Deborah Elkins//December 5, 2016
A Charlottesville Circuit Court identifies multiple outstanding issues of material fact in this dispute over whether, under an oral contract, plaintiff continued to be entitled to commissions after a change in his job with defendant; the court denies defendant’s motion for summary judgment in the case.
While it is true there is no dispute about certain basic facts (e.g., the parties agree there was no written contract but there was an oral contract regarding commissions), virtually all other aspects of that agreement, as well as certain other facts bearing on this claim, are in dispute.

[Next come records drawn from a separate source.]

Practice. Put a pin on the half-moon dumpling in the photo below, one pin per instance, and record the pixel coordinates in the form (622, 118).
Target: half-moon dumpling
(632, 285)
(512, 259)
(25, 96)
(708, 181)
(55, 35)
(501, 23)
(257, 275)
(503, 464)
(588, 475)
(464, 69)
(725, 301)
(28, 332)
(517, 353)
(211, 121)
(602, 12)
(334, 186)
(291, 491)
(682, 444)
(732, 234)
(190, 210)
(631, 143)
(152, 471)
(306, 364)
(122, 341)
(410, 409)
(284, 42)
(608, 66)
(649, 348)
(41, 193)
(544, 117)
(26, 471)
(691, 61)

It is clearly disputed what the terms of such initial agreement were. Was it based on accounts obtained or procured, or accounts managed or serviced? If it was based on accounts procured, could or did defendant change or attempt to change such unilaterally? When plaintiff was removed or “demoted,” was it a valid action by the board? Did plaintiff ’s acceptance of pay in his new position indicate his acceptance of all of the terms of the purported new contract? Did the terms of the new position really preclude his entitlement to commissions from his then-existing accounts? Specifically, what was communicated between the parties regarding these matters?
All of these are factual inquiries, or mixed questions of law and fact, that need to be resolved and established by evidence. That being the case, summary judgment, in my view, is just not appropriate.
Requests for admission
Defendant puts forth several responses to requests for admissions as support for its assertion that there are no issues of disputed fact. However, they are replete with denials of the very facts defendant says are not in dispute.
Defendant claims that Exhibits 3-5 also show that under the oral agreement sales employees need to be actually engaged in servicing accounts to qualify for commissions. Defendant may be able to prove that, but those exhibits do not, in the court’s view, establish such as a matter of undisputed fact. Those exhibits at this stage are allegations. They are emails, and not even from or to the plaintiff, and are not signed by anyone; while they may be offered as proof of defendant’s assertions, they do not in and of themselves resolve the factual question.
Just because defendant may ultimately be able to prove something does not mean that it does not have to furnish such proof in order to prevail. The existence (or not) of the express or implied contracts and their terms, and the nature and terms of plaintiff ’s continued employment, are factual questions to be decided by the jury. And the legal question of the effect of the position he continued in on his ability to receive, and his entitlement to, commissions is at least partially dependent on these factual issues.
Similarly, whether there was a “novation” based on acceptance of a “new position” with certain conditions which extinguished the prior oral agreement is also a factual question, or at least a legal question based on factual findings relating to his duties as Director of Engineering, which I believe the record thus far is insufficient to determine, and plaintiff is entitled to present evidence countering defendant’s assertion on this point.
Because I believe that granting summary judgment would improperly and prematurely preclude the presentation of evidence on factual issues underlying both plaintiff ’s and defendant’s claims, I will deny the motion.
Friend v. Stu-Comm Inc. (Moore) No. CL 13-158, Oct. 10, 2016; Charlottesville Cir.Ct.; Scott A. Simmons, Joan C. McKenna for the parties. VLW 016-8-125, 5 pp.